An Intelligence Network Targeting Government Officials and Social Elites
Yao exposed a hidden unit in China’s intelligence network, and cautioned politicians in Western countries not to fall into their trap.
The Liaison Division of the PLA General Political Department is one of China’s intelligence agencies, with a focus on infiltrating into foreign governments and influential social circles. This organization uses another name for outsiders: China Association for International Friendship Contact. The special agents from this agency try to build strong relationships with top officials or influential individuals in other countries, such as entrepreneurs, artists and social activists, and gradually turn them into pro-Beijing supporters.
These social and political elites either sell top secrets to China for profit, or become brainwashed and willingly help communist China implement its agenda.
The 47 Million Veterans in China
According to Yao, frequent protests by army veterans are one of the biggest concerns for the Chinese regime.
In the 1985 disarmament, at least one million soldiers returned home. Some were given a blue-collar job in factories through various job assistance programs for veterans, while some had to look for jobs on their own. When Chinese factories went bankrupt one after another in the past 20 years, many veterans were forced to live in poverty.
These veterans often go to local governments to appeal for better welfare, but always encountered harsh suppressions, including beatings and verbal humiliation, from the armed police.
The first large-scale protest occurred in October 2016, when thousands of Chinese veterans arrived at Beijing around the same time. Chinese authorities were shocked that these veterans knew how to connect with their comrades in other provinces and had the ability to coordinate so well.
A few months later, hundreds of Chinese veterans arrived in Beijing on February 2017. This time, they surrounded the office building of the Central Commission for Discipline Inspection, China’s central anti-corruption watchdog, and staged a demonstration.
Yao exposed a big secret behind these two protests, that is, top military officials were involved.
“Chinese leader Xi Jinping’s anti-corruption campaign has already taken down many military officials.
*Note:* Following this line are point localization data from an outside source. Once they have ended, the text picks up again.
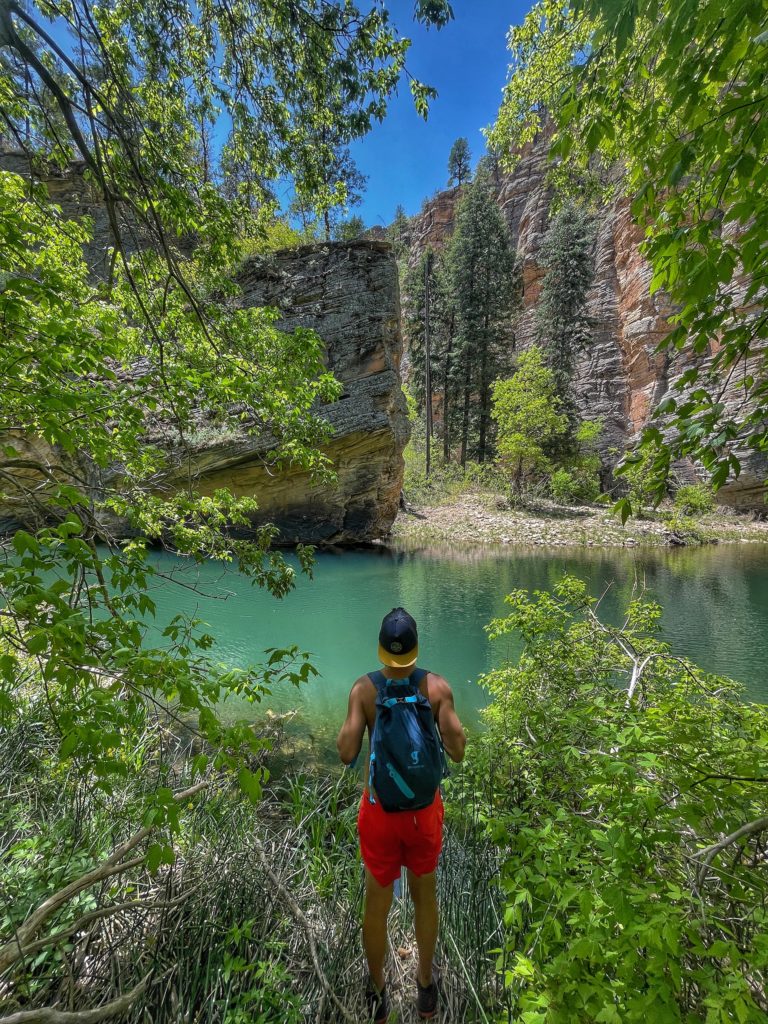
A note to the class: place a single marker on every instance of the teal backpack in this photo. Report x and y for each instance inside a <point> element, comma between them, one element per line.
<point>407,757</point>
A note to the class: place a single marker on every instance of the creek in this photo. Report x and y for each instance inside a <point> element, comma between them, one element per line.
<point>715,602</point>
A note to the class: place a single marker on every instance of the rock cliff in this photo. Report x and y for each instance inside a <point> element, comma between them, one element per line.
<point>622,378</point>
<point>349,294</point>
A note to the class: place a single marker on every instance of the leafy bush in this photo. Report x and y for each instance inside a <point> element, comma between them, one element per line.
<point>628,797</point>
<point>564,486</point>
<point>694,500</point>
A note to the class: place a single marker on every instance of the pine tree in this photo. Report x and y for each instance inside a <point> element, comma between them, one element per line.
<point>485,290</point>
<point>441,327</point>
<point>460,163</point>
<point>563,325</point>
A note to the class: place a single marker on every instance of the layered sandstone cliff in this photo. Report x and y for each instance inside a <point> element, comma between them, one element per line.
<point>348,293</point>
<point>622,378</point>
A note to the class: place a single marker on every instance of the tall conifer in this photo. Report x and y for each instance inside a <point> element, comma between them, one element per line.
<point>485,290</point>
<point>563,324</point>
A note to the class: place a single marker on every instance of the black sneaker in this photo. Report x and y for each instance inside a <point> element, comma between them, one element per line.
<point>377,1005</point>
<point>426,1001</point>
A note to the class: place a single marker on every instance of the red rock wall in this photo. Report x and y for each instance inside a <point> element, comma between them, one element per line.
<point>622,378</point>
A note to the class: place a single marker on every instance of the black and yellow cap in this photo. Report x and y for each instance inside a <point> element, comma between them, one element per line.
<point>398,640</point>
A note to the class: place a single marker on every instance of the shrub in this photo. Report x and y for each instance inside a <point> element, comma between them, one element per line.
<point>627,795</point>
<point>564,486</point>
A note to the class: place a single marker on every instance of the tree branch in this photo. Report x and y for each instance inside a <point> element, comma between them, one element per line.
<point>710,852</point>
<point>115,864</point>
<point>49,1015</point>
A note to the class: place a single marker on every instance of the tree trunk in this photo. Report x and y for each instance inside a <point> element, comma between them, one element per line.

The remaining officials are both scared and frustrated. Because the veterans also went back to their original military unit to seek help, some officials figured out they could do something about it.”
Yao explained that these military officials helped to coordinate the 2016 protest. The whole process was so well organized that several months before the scheduled protest, many veterans already started to work in Beijing or its surrounding areas as migrant workers, to better prepare themselves.
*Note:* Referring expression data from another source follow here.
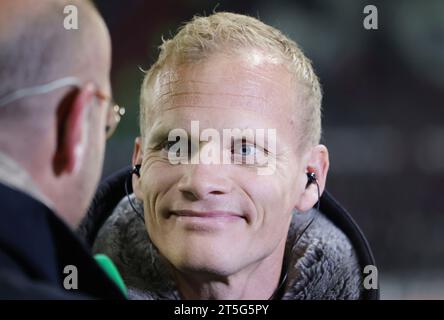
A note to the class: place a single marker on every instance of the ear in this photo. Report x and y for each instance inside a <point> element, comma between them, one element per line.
<point>137,159</point>
<point>318,162</point>
<point>71,129</point>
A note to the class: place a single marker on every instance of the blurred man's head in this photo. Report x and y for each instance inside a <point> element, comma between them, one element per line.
<point>57,136</point>
<point>216,220</point>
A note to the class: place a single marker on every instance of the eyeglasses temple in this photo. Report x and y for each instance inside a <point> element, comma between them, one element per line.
<point>40,89</point>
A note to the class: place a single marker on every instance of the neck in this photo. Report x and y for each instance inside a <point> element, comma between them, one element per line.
<point>258,281</point>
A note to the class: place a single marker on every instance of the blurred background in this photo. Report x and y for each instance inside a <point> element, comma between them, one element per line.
<point>383,112</point>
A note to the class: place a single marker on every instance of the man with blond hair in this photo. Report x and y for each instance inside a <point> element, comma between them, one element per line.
<point>55,113</point>
<point>217,230</point>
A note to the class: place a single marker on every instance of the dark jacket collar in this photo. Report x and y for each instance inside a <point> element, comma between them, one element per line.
<point>112,190</point>
<point>35,242</point>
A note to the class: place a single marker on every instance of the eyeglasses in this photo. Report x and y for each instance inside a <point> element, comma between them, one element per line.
<point>114,115</point>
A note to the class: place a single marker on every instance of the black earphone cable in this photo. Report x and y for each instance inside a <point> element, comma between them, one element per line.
<point>278,291</point>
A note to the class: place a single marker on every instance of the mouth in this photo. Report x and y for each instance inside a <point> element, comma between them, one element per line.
<point>215,215</point>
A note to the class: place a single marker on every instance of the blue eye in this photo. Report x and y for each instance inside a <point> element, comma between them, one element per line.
<point>247,150</point>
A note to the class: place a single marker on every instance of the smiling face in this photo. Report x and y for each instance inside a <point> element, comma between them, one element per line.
<point>221,218</point>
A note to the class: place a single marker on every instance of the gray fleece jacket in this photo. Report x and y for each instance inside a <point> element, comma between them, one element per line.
<point>322,264</point>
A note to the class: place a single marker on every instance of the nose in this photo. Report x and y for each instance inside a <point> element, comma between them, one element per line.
<point>201,181</point>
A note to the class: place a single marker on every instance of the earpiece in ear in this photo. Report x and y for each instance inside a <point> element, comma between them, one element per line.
<point>311,178</point>
<point>136,170</point>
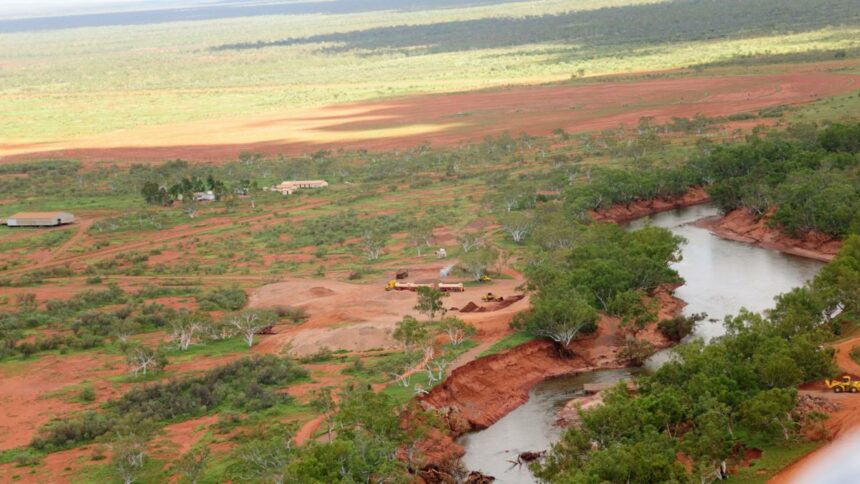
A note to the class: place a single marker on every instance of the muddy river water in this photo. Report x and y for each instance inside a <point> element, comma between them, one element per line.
<point>721,277</point>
The organizational work was considered a great success.
In preparation for the second protest, the military officials decided to go one step further. They secretly incited the veterans to surround the building of the Central Commission for Discipline Inspection, intending to send a message that the top-level military will retaliate if the anti-corruption campaign continues to target military officials.
Yao, who still has connections with a number of military officials, often advises them that the only way out is army nationalization. Otherwise, the generals and commanders always risk the danger of becoming a victim of political struggles in China, especially when political powers change hands.
Yao also revealed that many army veterans have seen through the evil nature of the Chinese communist regime. “If there is a war breaking out between China and Taiwan, these veterans hope to support the Taiwanese soldiers from inside as militia, to put an end to the totalitarian communist regime. They are really anxious to see that day come soon,” Yao said.